As important as it is to implement emergency measures and overhaul immigration policies, the deep causes of the current crisis will not be addressed unless we are able to see through this beacon of hope. Indeed, behind the understandable appeal of Europe in the current context lie all of the machinations that are responsible for creating situations that constantly push major swaths of the world population to risk life and limb to perhaps be able to scrape out lives for themselves elsewhere.
War and violent conflicts are obviously major factors, as are massive global inequality and the lack of basic needs like food, water, shelter, and so forth. These factors are far from simply being homegrown, in spite of the fact that there are many who are complicit with the vicious power grab and brutal search for short-term gain that characterize the current world disorder. The European and larger Anglophone world has played, and continues to play, an absolutely central role in the perpetuation of this disorder. In addition to the colonial stranglehold of globalized neoliberal capitalism, here are a few of the concrete examples of the ways in which the governments, militaries and businesses of these countries have directly contributed to the current crisis: the massive production and sale of arms around the world, the debacles of the self-proclaimed international coalitions in Afghanistan and in Iraq, the catastrophic consequences of the N.A.T.O. intervention in Libya, the arming and supporting of extreme sectarian forces in the Syrian civil war by the U.S. and its allies (with full knowledge of the potential creation of an Islamic state, according to a recently declassified U.S. intelligence report [pdf]), destructive drone assassinations in numerous parts of the world, the U.S.-backed Saudi bombing of Yemen, and the apparent refusal by the U.S. to halt Bashar al-Assad's ongoing deadly air strikes (since it controls Syrian air space but the strikes continue unabated).
You cannot wage and support majors wars in the Middle East and elsewhere, fuel arms sales around the world, ally yourself with dictatorial and repressive regimes, maintain a political, military and economic death grip on major parts of the planet, and not expect deep, long-term human consequences. You also cannot take all of the material benefits reaped from this imperial situation and present them as a simple beacon of hope to parts of the world that have often directly contributed to producing them (without being allowed to benefit from them). If the sources of destruction and depravity had not been there in the first place, and if they had not contributed to massive global inequality, there would not be any need for a supposed promised land.

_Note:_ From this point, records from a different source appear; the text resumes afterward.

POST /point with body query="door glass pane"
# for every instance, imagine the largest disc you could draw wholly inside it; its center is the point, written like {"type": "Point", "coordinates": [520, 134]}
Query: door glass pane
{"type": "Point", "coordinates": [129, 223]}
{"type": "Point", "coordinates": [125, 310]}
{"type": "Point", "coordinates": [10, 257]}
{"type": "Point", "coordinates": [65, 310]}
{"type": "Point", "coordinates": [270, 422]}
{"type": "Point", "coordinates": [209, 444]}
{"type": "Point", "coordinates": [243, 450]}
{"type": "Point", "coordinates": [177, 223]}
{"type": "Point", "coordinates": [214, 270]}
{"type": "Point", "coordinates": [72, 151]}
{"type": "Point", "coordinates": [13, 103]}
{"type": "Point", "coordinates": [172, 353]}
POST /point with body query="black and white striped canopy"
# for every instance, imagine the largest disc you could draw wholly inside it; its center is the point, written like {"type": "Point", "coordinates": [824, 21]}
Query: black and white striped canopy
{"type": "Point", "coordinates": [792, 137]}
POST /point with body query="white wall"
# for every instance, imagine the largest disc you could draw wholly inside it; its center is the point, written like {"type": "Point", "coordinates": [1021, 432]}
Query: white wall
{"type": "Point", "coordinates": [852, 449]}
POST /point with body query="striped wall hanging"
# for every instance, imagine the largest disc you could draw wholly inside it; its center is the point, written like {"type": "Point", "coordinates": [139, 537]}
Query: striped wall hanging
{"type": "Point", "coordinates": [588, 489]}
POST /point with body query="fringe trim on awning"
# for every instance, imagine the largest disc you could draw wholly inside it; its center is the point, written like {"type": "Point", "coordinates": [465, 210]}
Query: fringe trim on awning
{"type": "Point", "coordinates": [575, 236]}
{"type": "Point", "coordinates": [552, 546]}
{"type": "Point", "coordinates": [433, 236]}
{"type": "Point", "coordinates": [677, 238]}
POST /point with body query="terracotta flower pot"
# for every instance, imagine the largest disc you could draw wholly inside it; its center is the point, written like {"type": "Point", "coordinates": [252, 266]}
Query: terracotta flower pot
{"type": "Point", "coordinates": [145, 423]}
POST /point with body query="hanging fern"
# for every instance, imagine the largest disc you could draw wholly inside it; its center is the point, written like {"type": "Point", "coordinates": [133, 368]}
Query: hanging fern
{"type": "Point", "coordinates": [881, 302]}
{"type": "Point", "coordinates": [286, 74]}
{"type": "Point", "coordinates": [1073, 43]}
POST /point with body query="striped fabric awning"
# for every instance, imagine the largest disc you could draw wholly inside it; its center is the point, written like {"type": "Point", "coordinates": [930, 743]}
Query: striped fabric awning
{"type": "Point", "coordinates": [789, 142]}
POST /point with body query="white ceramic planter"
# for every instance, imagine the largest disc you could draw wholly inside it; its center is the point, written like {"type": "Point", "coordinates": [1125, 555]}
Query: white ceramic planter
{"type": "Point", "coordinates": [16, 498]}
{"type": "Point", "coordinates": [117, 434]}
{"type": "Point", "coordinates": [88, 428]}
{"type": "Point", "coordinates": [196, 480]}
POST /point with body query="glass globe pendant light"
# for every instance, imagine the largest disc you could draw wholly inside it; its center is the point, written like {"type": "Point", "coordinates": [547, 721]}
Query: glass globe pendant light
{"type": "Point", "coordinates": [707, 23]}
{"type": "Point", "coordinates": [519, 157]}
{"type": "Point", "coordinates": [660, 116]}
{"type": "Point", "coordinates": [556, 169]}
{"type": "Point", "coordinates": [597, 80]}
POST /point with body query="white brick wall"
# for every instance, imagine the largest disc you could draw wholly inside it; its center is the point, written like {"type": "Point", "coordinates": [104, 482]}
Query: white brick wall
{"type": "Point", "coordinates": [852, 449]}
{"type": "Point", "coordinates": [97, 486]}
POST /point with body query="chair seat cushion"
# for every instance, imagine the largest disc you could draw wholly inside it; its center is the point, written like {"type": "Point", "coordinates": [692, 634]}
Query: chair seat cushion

Therefore, if you truly want to put a halt to the so-called refugee crisis--which is in fact an ongoing immigration catastrophe in which massive populations are displaced in the swath of war, conquest and the unquenchable thirst for profit--then you need to see through the beacon of hope and cut the sources of destruction off at their roots. Global power relations of extreme political, military and economic violence feed an ongoing international calamity that will continue to wash dead children up on the shore if there are not deep, structural changes. This is the real crisis.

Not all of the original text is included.